Figure 1.

Anti‐SARS–CoV‐2 immune responses in previously infected patients and vaccinated patients who have undergone B cell depletion. A, Antibodies against the spike S1 protein of SARS–CoV‐2 (assessed by enzyme‐linked immunosorbent assay [ELISA]; Euroimmun) (left) and nucleocapsid protein of SARS–CoV‐2 (assessed by ELISA; Epitope) (middle), and correlation between neutralizing antibody activity (percent inhibition of binding of spike S1 protein–expressing cells to angiotensin‐converting enzyme 2) and the spike S1 protein antibody response (OD at 450 nm) (right).

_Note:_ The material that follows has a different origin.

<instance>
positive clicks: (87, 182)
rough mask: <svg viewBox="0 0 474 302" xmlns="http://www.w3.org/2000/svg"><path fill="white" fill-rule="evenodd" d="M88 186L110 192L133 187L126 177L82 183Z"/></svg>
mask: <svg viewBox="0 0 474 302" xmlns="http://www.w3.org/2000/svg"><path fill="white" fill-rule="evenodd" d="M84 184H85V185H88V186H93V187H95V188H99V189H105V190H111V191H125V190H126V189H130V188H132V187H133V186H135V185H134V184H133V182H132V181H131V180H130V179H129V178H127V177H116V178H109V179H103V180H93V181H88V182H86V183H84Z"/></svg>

Tests were performed in 30 healthy controls after SARS–CoV‐2 infection (CTRL‐COVID‐19), 30 healthy controls after SARS–CoV‐2 mRNA vaccination (CTRL‐VACC), 6 rituximab‐treated, B cell–depleted autoimmune disease patients after SARS–CoV‐2 infection (RTX‐COVID19), and 8 rituximab‐treated, B cell–depleted autoimmune disease patients after SARS–CoV‐2 mRNA vaccination (RTX‐VACC). Symbols represent individual subjects; horizontal lines show the mean. Comparisons were conducted using Wilcoxon’s signed rank sum test. B, Serum levels of IgG, IgA, and IgM (top) and numbers of CD19 B cells, CD4 T cells, and CD8 T cells (bottom) in rituximab‐treated, B cell–depleted autoimmune disease patients after SARS–CoV‐2 infection and rituximab‐treated, B cell–depleted autoimmune disease patients after SARS–CoV‐2 mRNA vaccination. Symbols represent individual subjects; bars show the mean ± SD. C, Enzyme‐linked immunospot assay results showing T cell responses to antibodies against the spike S1 protein (left) and the nucleocapsid protein (right) in healthy controls after SARS–CoV‐2 infection, healthy controls after SARS–CoV‐2 mRNA vaccination, rituximab‐treated B cell–depleted autoimmune disease patients after SARS–CoV‐2 infection, and rituximab‐treated, B cell–depleted autoimmune disease patients after SARS–CoV‐2 mRNA vaccination. Symbols represent individual subjects; horizontal lines show the mean. SFUs = spot‐forming units; PBMC = peripheral blood mononuclear cell.